Лемех улыбнулся в полумраке, и в ту же секунду в алтаре словно стало светлее. Трифонов с удивлением присмотрелся и понял, что не ошибся, что свет, вполне физический и явный, медленно разгорается в алтарном пространстве. Отсвет упал на лицо Лемеха, который отрешенно продолжал улыбаться. Золотистые лучи, вырывавшиеся через щели в иконостасе и царские врата, померкли. Все длилось меньше минуты.
Трифонов вскочил в изумлении.
— Что это? — спросил он.
— Солнце, — спокойно ответил Лемех. — Начался рассвет. Окна алтаря обращены на восток.
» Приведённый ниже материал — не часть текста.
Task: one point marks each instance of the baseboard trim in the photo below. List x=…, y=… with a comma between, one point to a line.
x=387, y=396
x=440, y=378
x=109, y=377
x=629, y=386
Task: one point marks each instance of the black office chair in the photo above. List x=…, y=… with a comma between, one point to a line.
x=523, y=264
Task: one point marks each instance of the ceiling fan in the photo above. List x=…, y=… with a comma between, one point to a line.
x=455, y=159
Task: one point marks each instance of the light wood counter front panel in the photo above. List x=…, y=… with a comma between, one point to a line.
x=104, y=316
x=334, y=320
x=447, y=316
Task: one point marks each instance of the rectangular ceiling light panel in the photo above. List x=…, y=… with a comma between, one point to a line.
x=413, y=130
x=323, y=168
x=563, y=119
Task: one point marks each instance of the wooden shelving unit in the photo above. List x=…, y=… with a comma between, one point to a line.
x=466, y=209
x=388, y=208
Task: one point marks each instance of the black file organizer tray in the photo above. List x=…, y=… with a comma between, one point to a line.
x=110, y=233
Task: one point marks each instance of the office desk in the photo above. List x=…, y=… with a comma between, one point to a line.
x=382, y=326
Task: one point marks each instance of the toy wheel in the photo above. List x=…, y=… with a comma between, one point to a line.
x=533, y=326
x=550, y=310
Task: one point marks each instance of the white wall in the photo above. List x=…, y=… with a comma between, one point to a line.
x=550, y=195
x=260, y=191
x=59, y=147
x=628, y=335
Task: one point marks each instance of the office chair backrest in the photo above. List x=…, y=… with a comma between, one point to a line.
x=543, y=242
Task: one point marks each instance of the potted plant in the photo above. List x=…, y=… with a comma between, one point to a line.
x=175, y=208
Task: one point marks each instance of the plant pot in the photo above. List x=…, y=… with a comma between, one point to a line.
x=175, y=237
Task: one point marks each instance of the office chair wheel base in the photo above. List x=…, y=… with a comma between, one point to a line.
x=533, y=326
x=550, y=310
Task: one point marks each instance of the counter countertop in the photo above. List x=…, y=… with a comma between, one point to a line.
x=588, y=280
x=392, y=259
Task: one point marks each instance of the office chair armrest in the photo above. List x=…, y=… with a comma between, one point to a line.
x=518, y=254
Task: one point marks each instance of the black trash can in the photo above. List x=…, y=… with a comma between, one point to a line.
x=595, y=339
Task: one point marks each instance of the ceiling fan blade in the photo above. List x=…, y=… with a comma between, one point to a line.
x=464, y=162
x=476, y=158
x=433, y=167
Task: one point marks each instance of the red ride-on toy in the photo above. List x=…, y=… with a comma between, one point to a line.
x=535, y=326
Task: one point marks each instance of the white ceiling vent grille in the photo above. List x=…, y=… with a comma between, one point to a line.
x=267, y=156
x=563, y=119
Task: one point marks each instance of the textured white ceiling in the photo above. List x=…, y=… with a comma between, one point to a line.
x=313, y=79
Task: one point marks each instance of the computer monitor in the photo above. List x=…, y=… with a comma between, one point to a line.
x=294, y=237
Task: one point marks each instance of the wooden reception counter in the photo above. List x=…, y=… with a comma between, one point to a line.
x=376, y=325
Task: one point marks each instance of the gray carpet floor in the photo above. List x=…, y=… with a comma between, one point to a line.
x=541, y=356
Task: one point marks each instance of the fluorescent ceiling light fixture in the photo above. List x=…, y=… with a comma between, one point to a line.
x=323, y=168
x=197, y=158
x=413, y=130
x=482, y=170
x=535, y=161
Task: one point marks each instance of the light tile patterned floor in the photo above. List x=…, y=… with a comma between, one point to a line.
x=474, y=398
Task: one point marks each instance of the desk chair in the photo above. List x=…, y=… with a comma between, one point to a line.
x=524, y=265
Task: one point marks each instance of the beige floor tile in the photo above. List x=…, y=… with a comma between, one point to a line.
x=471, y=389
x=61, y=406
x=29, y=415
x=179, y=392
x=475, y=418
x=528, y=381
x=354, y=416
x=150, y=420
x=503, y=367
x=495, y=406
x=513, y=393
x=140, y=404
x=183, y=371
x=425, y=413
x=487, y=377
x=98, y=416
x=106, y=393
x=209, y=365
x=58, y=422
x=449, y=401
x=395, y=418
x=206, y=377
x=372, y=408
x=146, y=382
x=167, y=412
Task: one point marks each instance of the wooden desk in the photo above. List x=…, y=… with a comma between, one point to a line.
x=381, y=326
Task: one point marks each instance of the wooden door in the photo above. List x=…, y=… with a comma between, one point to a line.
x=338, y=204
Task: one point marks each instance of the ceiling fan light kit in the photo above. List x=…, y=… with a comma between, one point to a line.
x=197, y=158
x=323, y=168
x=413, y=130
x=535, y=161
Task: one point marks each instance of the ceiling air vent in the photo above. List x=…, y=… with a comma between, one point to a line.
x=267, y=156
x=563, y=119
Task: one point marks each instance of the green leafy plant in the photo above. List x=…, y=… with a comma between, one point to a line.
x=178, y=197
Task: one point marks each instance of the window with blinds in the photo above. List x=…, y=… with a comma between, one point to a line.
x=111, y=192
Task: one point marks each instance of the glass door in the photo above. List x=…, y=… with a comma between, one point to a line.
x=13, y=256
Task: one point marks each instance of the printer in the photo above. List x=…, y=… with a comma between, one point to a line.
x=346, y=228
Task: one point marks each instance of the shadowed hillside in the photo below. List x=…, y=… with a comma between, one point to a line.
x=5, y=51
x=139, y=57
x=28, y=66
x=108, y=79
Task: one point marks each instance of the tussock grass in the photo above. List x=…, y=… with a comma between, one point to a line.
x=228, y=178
— Правда? Вот не ожидал, что вы, Божий человек, не увидите в этом знамения, — попытался пошутить Трифонов.
— Вы хотели объяснений, я подобрал для вас самое простое, — усмехнулся Лемех. — Впрочем, вы можете считать это знамением. Ведь каждый принимает лишь то объяснение, которое соответствует личной вере, а остальные безжалостно отвергает. Я же в одинаковой степени верю и в рассвет, и в знамения.
Генерал понял, что разговор закончен. Лемех останется замаливать свои грехи, а дальнейшая судьба и проекта, и носителей АКСОНа переходит в руки Трифонова.
— Ваша воля теперь карать или миловать, — словно прочтя его мысли, произнес Лемех. — Обеты наши, в общем, ни при чем, это важная формальность лично для меня. Я верю, что Господь направит вас, генерал. Ступайте, и ангела-хранителя вам в дорогу.
Трифонов кивнул на прощание и отворил церковную дверь.
Выйдя из пропитанной ладаном и горелым воском атмосферы, Трифонов ощутил не столько облегчение, сколько ощущение, что на него снова навалились все мирские проблемы. Над широким монастырским двором светлело небо с легкими розовыми облаками. Трифонов обернулся на восточную стену монастыря, почти вплотную примыкавшую к бревенчатой церкви. Алтарные окошки хоть и были обращены на восток, но почти в упор смотрели на свежую кирпичную кладку.
«Значит, рассвет? — снова передернул плечами Трифонов. — Рассказать кому, не поверят. А мне что остается?»